We spent the morning in Norwich City Centre. Walking around a collection of sites relating to the 5 commissioners we are looking at allowed for further thinking about proximity, wealth and status.
We started the tour at Davey Place where Yallop was a partner at a Goldsmiths and Lottery Agent, we took a guess albeit an educated one that the current City Bookshop could have been the place we were looking for. Much of the street is comprised of relatively contemporary architecture, so we went for the only Georgian looking building on the street. Patricia went inside to ask if they knew of Yallop. A short time later someone who works at the book shop came out and told us a brief history of Davey Place and the building itself. We couldn’t work out definitively if this was the building we were seeking but felt happy at such a positive start to the walking tour.

When we arrived at the Guildhall, Ann went and asked for the keys so we could look around. http://www.heritagecity.org/index.htm . We gained access to the Council Chamber where, up until the completion of City Hall nearby in 1938, all civic matters were discussed. Three of our characters, Yallop, Herring and De Hague would have used these rooms. The Guildhall itself was also used as a collection point for taxes. Would the Land Tax have been collected door to door or would people have to go to the guildhall to pay over their money at quarterly intervals? The building itself is beautiful, however the Council Chamber rather empty. The walls should be covered with civic portraits which I believe at Blackfriars Hall / St Andrews Hall which we hope to visit next week.

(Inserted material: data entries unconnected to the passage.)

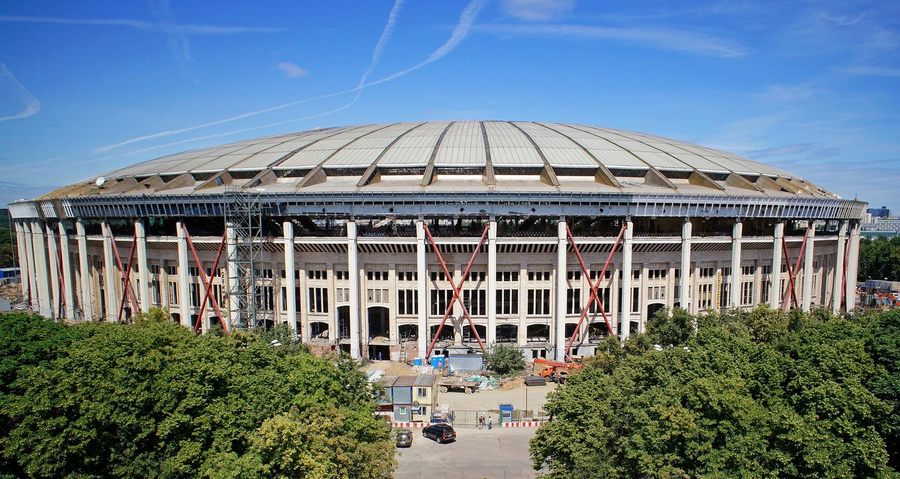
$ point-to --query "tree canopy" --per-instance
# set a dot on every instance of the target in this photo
(748, 394)
(151, 399)
(879, 258)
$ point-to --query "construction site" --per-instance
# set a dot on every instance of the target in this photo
(414, 241)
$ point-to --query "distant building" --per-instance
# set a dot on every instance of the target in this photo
(882, 212)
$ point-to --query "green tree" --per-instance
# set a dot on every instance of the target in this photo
(504, 359)
(152, 399)
(753, 394)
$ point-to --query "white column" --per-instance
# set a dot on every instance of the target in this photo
(775, 277)
(234, 303)
(24, 272)
(87, 293)
(737, 233)
(806, 300)
(627, 275)
(289, 278)
(852, 266)
(109, 275)
(353, 273)
(43, 275)
(67, 272)
(561, 267)
(492, 283)
(684, 280)
(53, 260)
(837, 290)
(31, 262)
(184, 292)
(143, 267)
(421, 278)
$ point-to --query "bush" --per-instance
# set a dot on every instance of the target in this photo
(152, 399)
(504, 359)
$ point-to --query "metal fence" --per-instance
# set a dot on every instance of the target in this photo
(469, 417)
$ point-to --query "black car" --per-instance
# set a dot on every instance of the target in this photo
(440, 432)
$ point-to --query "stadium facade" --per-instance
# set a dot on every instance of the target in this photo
(551, 235)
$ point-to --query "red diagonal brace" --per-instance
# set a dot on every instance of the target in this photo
(127, 288)
(456, 289)
(203, 278)
(215, 271)
(791, 292)
(595, 285)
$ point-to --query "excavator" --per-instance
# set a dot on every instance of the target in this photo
(556, 371)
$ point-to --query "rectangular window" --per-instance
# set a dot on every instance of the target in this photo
(440, 299)
(508, 301)
(407, 301)
(573, 300)
(475, 301)
(539, 301)
(318, 300)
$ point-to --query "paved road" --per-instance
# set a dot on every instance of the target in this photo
(499, 453)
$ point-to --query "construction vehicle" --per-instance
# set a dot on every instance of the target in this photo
(556, 371)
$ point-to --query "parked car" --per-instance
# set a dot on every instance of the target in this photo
(440, 432)
(404, 438)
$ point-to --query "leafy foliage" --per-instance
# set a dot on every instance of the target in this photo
(879, 258)
(749, 394)
(504, 359)
(151, 399)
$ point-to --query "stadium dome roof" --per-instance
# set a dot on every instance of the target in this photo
(438, 156)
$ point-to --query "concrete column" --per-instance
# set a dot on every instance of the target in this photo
(109, 276)
(836, 291)
(736, 235)
(421, 279)
(353, 273)
(234, 303)
(24, 272)
(290, 280)
(31, 261)
(806, 299)
(68, 285)
(492, 284)
(561, 286)
(87, 290)
(45, 305)
(143, 267)
(627, 275)
(852, 266)
(775, 288)
(684, 279)
(184, 291)
(53, 261)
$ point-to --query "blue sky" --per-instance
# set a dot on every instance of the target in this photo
(810, 87)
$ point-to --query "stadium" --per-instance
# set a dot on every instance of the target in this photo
(405, 240)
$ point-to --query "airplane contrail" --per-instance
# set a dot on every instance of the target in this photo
(462, 29)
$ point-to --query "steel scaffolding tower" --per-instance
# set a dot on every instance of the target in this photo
(243, 218)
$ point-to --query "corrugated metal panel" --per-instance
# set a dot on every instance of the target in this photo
(574, 157)
(618, 159)
(353, 158)
(407, 157)
(464, 134)
(460, 156)
(515, 157)
(661, 161)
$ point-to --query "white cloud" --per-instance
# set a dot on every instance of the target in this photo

One of our commissioners is Michael Bland and sites to visit in relation to him are thin on the ground. From the Guildhall we went to the Quaker Meeting House in Upper Goat Lane, Bland was a Quaker and we thought perhaps he may have spent time in the meeting house when he was in Norwich. In an earlier session with the group it had been revealed that gas lighting has been introduced into Norwich, we wondered if the light over the gateway might have been powered this way.

I was interested in how a walking tour can add to the historical research process. I asked the group and Mari who came along from the Parliamentary Archive for their responses: cementing what we have already found out, the visual impact of seeing a house or site prompts extra clues and thoughts about what to look at next in the archive.